- Genç oğlan gibi. Ona önce Tanrı adını takarlar, bu yaltaklıkla tuzağa düşürmek isterler.
- همچو امرد که خدا نامش کنند ** تا بدین سالوس در دامش کنند
- Fakat kötülükle adı çıkıp da zaman geçince bu kötülükte sakalı çıkınca; artık ona yaklaşmaktan Şeytan bile utanır.
- چون که در بد نامی آمد ریش او ** دیو را ننگ آید از تفتیش او
- Şeytan, adamın yanına bir kötülük için gelir; senin yanına gelmez.
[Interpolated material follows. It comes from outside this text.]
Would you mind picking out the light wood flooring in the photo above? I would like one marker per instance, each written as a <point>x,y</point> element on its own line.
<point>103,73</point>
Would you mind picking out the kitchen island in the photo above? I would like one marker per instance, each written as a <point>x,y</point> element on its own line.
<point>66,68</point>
Çünkü sen Şeytan’dan da betersin.
- دیو سوی آدمی شد بهر شر ** سوی تو ناید که از دیوی بتر
- Şeytan, sen insan oldukça izini izler, ardından koşar, sana şarabını tattırırdı. 1875
- تا تو بودی آدمی دیو از پیات ** میدوید و میچشانید او میات
- Ey bir işe yaramaz adam! Şeytan huyunda ayak direyip şeytanlaşınca senden Şeytan da kaçmaktadır.
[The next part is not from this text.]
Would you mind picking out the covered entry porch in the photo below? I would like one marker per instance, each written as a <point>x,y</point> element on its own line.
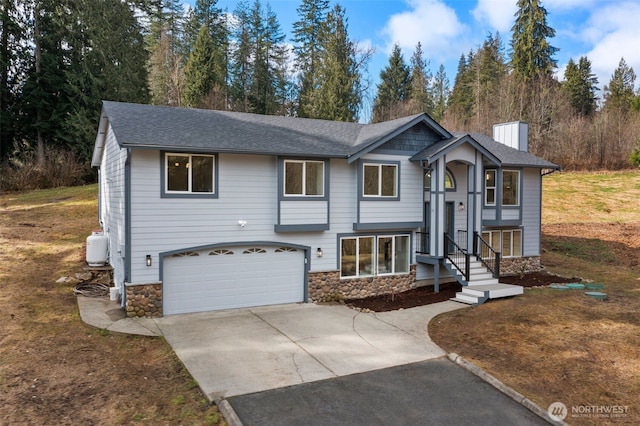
<point>451,235</point>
- چون شدی در خوی دیوی استوار ** میگریزد از تو دیو نابکار
- Eteğine sarılan kimse de, sen bu hale gelince senden kaçar!
- آن که اندر دامنت آویخت او ** چون چنین گشتی ز تو بگریخت او
- “ Mâşâllahu Kân “ sözünün tefsiri
- تفسیر ما شاء الله کان
- Bunların hepsini söyledik ama Tanrı inayetleri olmadıkça Tanrı yolunda hiçiz, hiç!
- این همه گفتیم لیک اندر بسیچ ** بیعنایات خدا هیچیم هیچ
- Tanrı’nın ve Tanrı erlerinin inayetleri olmazsa melek bile olsa defteri kapkaradır.
- بیعنایات حق و خاصان حق ** گر ملک باشد سیاه استش ورق
- Ey Tanrı, ey ihsanı hacetler reva eden! Sana karşı hiçbir kimsenin adını anmak lâyık değil. 1880
- ای خدا ای فضل تو حاجت روا ** با تو یاد هیچ کس نبود روا
- Bu kadarcık irşat kudretini de sen bağışladın, şimdiye kadar nice ayıplarımızı örttün.